# Cars with 3 car seats in the back?



## aimee-lou

Hi all, 

Just wondering if anyone has a car that fits 3 car seats of varying/same stages in the back (i.e. all on the one row, not on the 2 back rows of a 7-seater). 

Thanks


----------



## Toms Mummy

Hi, we have a Citroen Berlingo.... It's a car but looks like a van. Has 3 full seats in the back with slidy doors, and a good sixed boot. I have had My LO in his group 3/4 booster seat, my friend's eldest in his group 1 and her youngest in his infant seat all comfortably in the back.

My LO always sits in the middle all the time and when my 18month old nephew gets in his group 1 seat just sits comfortably next to his x


----------



## marley2580

We have a VW Passat at we have 2 highbacked booster seats and a (currently) rear facing combination seat in the back.


----------



## Midnight_Fairy

I have a nissan micra and get all 3 in the back lol


----------



## Mama Duck

Zafira (yes it's a 7 seater but 3 carseats can fit in - not boot! - comfortably) or Vectra x


----------



## aimee-lou

Midnight_Fairy said:


> I have a nissan micra and get all 3 in the back lol

Wow! That's amazing lol. All of the others have been MPVs or people carriers. 

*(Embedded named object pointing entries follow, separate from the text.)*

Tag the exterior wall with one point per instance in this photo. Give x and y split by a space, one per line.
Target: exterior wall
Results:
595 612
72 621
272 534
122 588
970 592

We have a v40 and we're not 100% sure it will fit (the middle seat is very narrow) but maybe if we downsize Earl's highback? :shrug:

Just looking to see if anyone else had one or if there were any other cars we could consider as an alternative.


----------



## Midnight_Fairy

My eldest 2 are in boosters though. Dont know if that makes a difference. We dont have loads of space but they are in and safe plus my car is cheap as chips to run. X


----------



## katyalynn

We can't fit a ERF, highback booster and a infant carseat in the back of our Audi A4 or my fiancees Mercedes so Emily is getting a booster seat (one of the ones without a back and you strap yourself in) for the middle, Logan in a ERF on oneside and when the baby comes they will be on the otherside in a infant seat. Your best bet is to go to Halfords and try.


----------



## hel_5

Midnight_Fairy said:


> I have a nissan micra and get all 3 in the back lol

I get all mine in my Clio! DD1 is in a high backed booster, its a slim one but she's v slim anyway and DD2 is in the different car seat we had to get when she was in a cast, I think it depends on the type of car seat

Oh and they also fit in hubby's Renault Megan xx


----------



## aimee-lou

hel_5 said:


> Midnight_Fairy said:
> 
> 
> I have a nissan micra and get all 3 in the back lol
> 
> I get all mine in my Clio! DD1 is in a high backed booster, its a slim one but she's v slim anyway and DD2 is in the different car seat we had to get when she was in a cast, I think it depends on the type of car seat
> 
> Oh and they also fit in hubby's Renault Megan xxClick to expand...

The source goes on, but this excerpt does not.